It's as simple as that, we don't need to do anything else, rest will be taken care of by the pipeline.

Search Relevancy

As explained above, this stage lets us set default values for fields so that even if those are not passed in the request body, they are automatically applied. ReactiveSearch pipelines provides this as a pre-built stage in the name searchRelevancy.

We will define this stage in the following way:

Copy
- id: search relevancy
  use: searchRelevancy
  inputs:
    search:
      dataField:
        - original_title
      size: 1
    suggestion:
      dataField:
        - original_title
      enablePopularSuggestions: true
      size: 3
      popularSuggestionsConfig:
        size: 1
      enableRecentSuggestions: true
      recentSuggestionsConfig:
        size: 1
  continueOnError: false

In the above, we are passing the following fields as inputs:

  • search.dataField: The field present in the index to be set as dataField in the request body.
  • search.size: The size value to be set in the request body if it's not already passed.
  • suggestion.dataField: This is similar to the above search field but it is applied for suggestion type of requests.
  • suggestion.enablePopularSuggestions: This fields sets the enablePopularSuggestion field in the request body if it's not already passed.
  • suggestion.size: Same as above except this is for suggestion type of requests.
  • suggestion.popularSuggestionsConfig.size: As the name suggests, sets the size field for popularSuggestionsConfig if it's not already passed in the request body.
  • suggestion.enableRecentSuggestions: This field indicates whether or not to enable recent suggestions and is set if not already passed in the request body.
  • suggestions.recentSuggestionsConfig.size: Similar as above except for recent suggestions.

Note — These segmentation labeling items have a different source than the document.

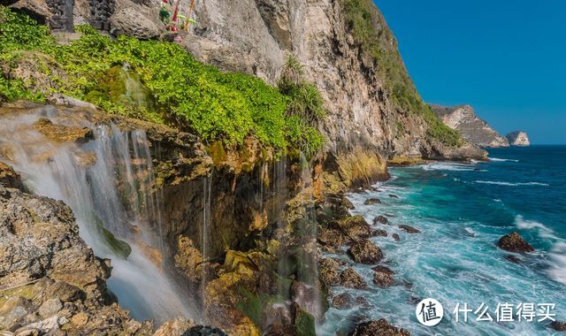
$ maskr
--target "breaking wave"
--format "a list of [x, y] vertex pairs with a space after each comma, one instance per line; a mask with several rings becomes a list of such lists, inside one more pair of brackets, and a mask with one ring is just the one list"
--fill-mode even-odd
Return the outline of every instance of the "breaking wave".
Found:
[[493, 162], [506, 162], [506, 161], [519, 162], [519, 160], [516, 160], [516, 159], [514, 159], [514, 158], [487, 157], [487, 159], [489, 161], [493, 161]]
[[474, 183], [493, 184], [493, 185], [498, 185], [498, 186], [509, 186], [509, 187], [518, 187], [518, 186], [542, 186], [542, 187], [548, 187], [548, 184], [540, 183], [540, 182], [516, 182], [516, 183], [511, 183], [511, 182], [503, 182], [503, 181], [476, 180], [476, 181], [474, 181]]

Besides this, we are also setting the continueOnError as false which indicates that the execution of the pipeline should not continue if this stage fails. This is important since without applying these fields, the request will not be properly translated to the equivalent ElasticSearch request.

Replace Search Term

At times, we might have the need to replace the search term with something different. This can be achieved by using the pre-built stage replaceSearchTerm. We can define it in the following way:

Copy
- id: replace search term
  use: replaceSearchTerm
  inputs:
    data: harry potter

We can pass the new search term through the inputs.data field.

Remove Words

At times, we might even want to remove certain words from the search term entered by the user. We can use the pre-built stage replaceWords in a situation like this. We can define it in the following way:

Copy
- id: replace words
  use: replaceWords
  inputs:
    data:
      - test
      - rick astley

We can pass the words to be removed in the inputs.data field. This field should be an array of strings and every word that occurs in this array will be removed from the search term.

Replace Words

Sometimes, we might have the need to replace certain words with some other words. This can be for any number of reasons like improving search relevancy for the user and so.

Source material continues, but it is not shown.